The U.S. Department of Defense (DoD) is asking for ideas from the private sector on breakthrough technologies to guide military investment for the next decade and beyond, according to an article by futurist Patrick Tucker Wednesday in Defense One newsletter.
“On Wednesday, Defense Department officials issued a request for information calling on interested parties ‘to identify current and emerging technologies … that could provide significant military advantage to the United States and its partners and allies in the 2030 time frame,’” Tucker said.
It’s part of the Pentagon’s “ambitious plan to develop technology to put the United States decades ahead of rival nations like China and Russia in short period of time.”

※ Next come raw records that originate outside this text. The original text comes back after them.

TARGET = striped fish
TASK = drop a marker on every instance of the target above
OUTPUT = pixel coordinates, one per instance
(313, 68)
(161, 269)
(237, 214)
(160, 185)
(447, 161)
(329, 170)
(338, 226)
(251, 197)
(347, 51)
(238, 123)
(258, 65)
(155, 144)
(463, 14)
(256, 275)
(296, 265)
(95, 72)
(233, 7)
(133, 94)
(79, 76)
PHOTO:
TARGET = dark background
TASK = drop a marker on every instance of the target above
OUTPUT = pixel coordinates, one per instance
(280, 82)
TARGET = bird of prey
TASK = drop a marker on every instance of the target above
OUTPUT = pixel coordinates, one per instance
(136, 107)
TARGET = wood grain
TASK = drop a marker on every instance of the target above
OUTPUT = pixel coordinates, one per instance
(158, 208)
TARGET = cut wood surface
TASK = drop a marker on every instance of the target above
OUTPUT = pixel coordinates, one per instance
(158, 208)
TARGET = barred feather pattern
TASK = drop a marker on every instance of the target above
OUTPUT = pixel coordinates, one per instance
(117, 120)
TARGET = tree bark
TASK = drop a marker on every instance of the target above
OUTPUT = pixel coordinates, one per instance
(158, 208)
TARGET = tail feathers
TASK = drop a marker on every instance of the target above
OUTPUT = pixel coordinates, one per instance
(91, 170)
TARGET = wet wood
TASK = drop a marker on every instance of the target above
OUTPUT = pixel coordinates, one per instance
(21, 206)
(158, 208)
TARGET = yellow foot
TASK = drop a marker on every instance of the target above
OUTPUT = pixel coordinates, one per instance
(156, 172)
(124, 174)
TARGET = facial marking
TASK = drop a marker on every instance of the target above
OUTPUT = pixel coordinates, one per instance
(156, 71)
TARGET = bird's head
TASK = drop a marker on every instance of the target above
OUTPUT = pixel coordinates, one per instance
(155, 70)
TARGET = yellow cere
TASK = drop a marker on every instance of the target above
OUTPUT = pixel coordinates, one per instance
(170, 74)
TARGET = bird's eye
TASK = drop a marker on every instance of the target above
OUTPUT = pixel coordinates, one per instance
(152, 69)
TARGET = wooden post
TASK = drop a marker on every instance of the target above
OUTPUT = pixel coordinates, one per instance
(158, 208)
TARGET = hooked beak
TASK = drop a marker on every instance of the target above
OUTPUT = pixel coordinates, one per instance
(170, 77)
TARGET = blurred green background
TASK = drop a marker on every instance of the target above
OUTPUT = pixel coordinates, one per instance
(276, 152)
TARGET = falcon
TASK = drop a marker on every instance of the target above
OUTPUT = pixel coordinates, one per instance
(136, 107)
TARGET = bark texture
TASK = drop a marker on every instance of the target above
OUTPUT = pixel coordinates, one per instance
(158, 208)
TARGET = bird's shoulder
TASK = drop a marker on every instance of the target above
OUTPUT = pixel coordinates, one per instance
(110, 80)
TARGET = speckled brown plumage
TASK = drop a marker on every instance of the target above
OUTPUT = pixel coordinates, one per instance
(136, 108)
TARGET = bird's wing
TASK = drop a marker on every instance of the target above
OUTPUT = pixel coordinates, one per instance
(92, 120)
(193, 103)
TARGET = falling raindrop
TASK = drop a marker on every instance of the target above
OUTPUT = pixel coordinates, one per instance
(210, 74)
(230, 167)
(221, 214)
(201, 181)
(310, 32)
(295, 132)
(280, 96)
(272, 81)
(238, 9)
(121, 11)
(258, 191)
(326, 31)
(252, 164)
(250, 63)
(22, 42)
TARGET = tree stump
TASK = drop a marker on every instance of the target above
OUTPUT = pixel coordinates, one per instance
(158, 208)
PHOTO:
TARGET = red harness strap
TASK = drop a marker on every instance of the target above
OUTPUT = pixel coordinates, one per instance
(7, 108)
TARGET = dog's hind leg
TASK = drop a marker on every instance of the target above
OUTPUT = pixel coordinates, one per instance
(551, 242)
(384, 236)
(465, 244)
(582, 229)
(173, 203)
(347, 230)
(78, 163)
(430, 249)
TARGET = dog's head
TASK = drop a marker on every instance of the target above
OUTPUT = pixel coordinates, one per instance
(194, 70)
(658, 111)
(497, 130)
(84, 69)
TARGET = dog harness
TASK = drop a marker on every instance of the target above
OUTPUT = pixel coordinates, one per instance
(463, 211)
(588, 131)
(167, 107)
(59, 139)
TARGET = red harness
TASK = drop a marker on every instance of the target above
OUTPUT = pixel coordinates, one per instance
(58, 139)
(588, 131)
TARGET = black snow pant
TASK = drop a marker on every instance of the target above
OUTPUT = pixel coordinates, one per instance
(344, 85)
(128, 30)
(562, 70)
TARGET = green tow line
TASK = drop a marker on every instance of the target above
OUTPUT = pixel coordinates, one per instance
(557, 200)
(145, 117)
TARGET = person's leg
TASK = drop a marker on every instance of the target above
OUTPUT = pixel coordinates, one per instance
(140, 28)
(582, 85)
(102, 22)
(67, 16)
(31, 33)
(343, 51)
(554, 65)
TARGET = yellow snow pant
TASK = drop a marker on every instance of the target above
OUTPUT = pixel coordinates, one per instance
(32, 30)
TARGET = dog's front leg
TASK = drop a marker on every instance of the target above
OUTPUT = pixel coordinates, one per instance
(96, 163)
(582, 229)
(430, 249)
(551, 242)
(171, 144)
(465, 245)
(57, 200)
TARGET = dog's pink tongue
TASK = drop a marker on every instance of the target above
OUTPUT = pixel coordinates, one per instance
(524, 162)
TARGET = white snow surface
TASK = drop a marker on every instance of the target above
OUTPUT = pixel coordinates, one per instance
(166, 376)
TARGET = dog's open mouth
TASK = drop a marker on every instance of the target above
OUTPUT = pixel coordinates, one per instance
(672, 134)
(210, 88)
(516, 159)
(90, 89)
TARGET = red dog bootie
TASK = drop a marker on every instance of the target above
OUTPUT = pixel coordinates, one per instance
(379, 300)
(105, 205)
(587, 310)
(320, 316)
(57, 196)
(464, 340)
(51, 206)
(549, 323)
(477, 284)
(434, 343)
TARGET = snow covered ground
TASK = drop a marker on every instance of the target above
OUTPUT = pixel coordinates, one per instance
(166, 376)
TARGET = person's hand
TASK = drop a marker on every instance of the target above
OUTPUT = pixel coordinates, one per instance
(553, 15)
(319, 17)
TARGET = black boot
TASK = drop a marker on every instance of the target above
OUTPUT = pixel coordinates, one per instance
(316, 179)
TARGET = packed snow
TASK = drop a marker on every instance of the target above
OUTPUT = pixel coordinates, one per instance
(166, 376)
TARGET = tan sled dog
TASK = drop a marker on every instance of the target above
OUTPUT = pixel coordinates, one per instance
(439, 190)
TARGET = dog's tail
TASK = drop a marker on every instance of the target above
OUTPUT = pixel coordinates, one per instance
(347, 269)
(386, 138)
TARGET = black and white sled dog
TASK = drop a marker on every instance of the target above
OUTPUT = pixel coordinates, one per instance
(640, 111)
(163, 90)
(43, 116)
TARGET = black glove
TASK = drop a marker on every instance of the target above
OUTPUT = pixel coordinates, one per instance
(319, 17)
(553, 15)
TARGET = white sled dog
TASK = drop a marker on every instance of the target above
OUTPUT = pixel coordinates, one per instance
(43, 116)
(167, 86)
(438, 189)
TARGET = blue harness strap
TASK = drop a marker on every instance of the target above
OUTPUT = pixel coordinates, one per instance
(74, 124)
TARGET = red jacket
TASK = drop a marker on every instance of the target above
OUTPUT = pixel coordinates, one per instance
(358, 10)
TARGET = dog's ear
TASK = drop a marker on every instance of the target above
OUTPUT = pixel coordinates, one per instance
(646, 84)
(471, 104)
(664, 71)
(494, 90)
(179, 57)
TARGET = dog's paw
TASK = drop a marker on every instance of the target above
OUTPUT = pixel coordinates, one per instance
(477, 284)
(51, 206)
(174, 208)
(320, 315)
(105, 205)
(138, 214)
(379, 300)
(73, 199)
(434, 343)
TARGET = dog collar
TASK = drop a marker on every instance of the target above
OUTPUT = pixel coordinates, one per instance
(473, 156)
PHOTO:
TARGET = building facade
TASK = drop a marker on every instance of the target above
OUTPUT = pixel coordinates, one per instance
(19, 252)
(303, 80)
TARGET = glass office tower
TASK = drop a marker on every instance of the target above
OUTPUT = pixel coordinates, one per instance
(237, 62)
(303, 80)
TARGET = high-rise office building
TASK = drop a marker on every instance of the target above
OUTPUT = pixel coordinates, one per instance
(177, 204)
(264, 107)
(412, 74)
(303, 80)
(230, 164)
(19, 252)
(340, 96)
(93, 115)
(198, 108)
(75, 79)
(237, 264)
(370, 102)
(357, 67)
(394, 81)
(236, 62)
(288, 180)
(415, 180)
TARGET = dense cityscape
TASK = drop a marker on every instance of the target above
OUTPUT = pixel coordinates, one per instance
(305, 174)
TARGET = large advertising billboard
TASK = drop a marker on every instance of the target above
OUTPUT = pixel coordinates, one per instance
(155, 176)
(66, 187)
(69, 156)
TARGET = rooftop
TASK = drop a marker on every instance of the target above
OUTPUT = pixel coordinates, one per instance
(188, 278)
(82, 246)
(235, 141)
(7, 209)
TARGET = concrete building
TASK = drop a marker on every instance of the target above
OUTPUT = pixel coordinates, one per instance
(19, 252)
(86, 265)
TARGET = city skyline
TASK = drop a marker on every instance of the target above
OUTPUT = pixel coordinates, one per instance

The problem: predicting the tech future isn’t as simple as it used to be. “New breakthroughs are copied, innovated against and rendered obsolete as quickly as the Internet spreads to new portions of the globe. … And “inventor and futurist Ray Kurzweil posits that, as a result of information technology, the rate of technological advancement will increase by a factor of 5.6 per linear decade.”
The DoD’s Long Range Research and Development Plan request for information admits that “many, if not most, of the technologies that we seek to take advantage of today are no longer only the domain of DoD development pipelines or traditional defense contractors. DoD no longer has exclusive access to the most cutting-edge technology. This RFI actively seeks proposals from the private sector, including those firms and academic institutions outside DoD’s traditional orbit.”
Specifically, DoD is looking for “(1) relatively mature technologies that may be applied in novel or unique ways to field a fundamentally different type of system capability, 2) emerging technologies that can be rapidly matured to offer new military capability or 3) technologies under development for, or being applied in, non-defense applications which can be repurposed to offer a new military capability.”